Are you close to a river or stream? Here in MD, I am about 1000 yards from the head of a creek that leads to a river that leads to the bay. Back near Christmas we had 20+ inches of snow and then a lot of rain. Down about 3 inches of soil I have a lot of sand. Just the way the ground is here. My sump rand every 30 secs, then a week later, 90 secs, then a week later about every 5 minutes. I had water continuously pouring in from only 1 tile in the pit. I had to extend my discharge drain away from the house and level some of my yard to prevent a swamp. I got fed up and finally got a back up. I checked the water table in my area from a website and found it to be the highest level ever. That combined with a full moon and an easterly wind provided the perfect storm. Eventhough I am far enough from water it still affected the water table. As it dried out a bit and over time, the table lowered and water stopped flowing into the pit. I don't have a solution, but see if you can figure out what the water table level is. I even suspected an underground water pipe leak, but did not see anything bubling to the surface. But, since your drain pipe emties directly to the sewer system, perhaps and underground water leak would not buble to the surface, it would just frind the easiest way out and into the sewer. perhaps a call to the local water company if they sully water in the area might help.


----------



## eddiemoney (Dec 7, 2007)

interesting about the stream


----------



## TANC (Jan 12, 2010)

Alright, I found an electronic version of my blueprints, threw in a couple notes and cleared out the dimensions and interior walls to show you what I am dealing with. 

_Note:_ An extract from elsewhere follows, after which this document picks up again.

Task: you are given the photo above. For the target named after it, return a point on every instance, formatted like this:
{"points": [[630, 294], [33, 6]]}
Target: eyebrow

Here you can see the basement, location of sumppit, and how exposed the sump pit wall is. Additionally I threw in a pictures of the three inlets into the sump pit (a different color for contrast). What is interesting is the one with the arrow is the only one that ever gets any water, the other ones are bone dry.

Any thoughts?


----------



## jomama45 (Nov 13, 2008)

Don't let the location, orientation of inlets, etc.. confuse you. They mean very little in a modern system. The crock can literaly be placed anywhere around the exterior with little difference in flow in a well constructed sytem. I'd be willing to bet that the only inlet that sees water flow is also the lowest inlet, even if only by an 1/8". 

One other thought that I didn't mention before: Often times the stone or granualar material surrounding the sewer & water main is known to be a great cappilary for water to flow to a foundation. Often times when the main are above the bottom of footing, our excavator will install some heavy clay in the trench to create a dam of sorts to keep water from constantly flowign into the basement.


----------



## Bushman (Mar 28, 2010)

I too have a pump that runs nonstop. I have a spring or artesian well under the house and the tile empties into the sump pit at a rate of about 2-3 gallons a minute. In your case it looks like the back and side all slopes towards your hose. Bummer. i would try and redirect the water around your house with some berms. This should help with part of it. I would install a creek bed between you and the neighbor with a tile in it running to the street. You can fix the topo of the land but you can't fix the underside of it. If you have a spring or high water table as I do then you have to adapt. battery back up systems can give you as much as ten hours run time on sump. Time enough to get home and fire up the generator.
If you can get a big enough berm on the backside plant a couple spruce trees that can double as privacy between you and the guy up on the hill.
Good Luck!!


----------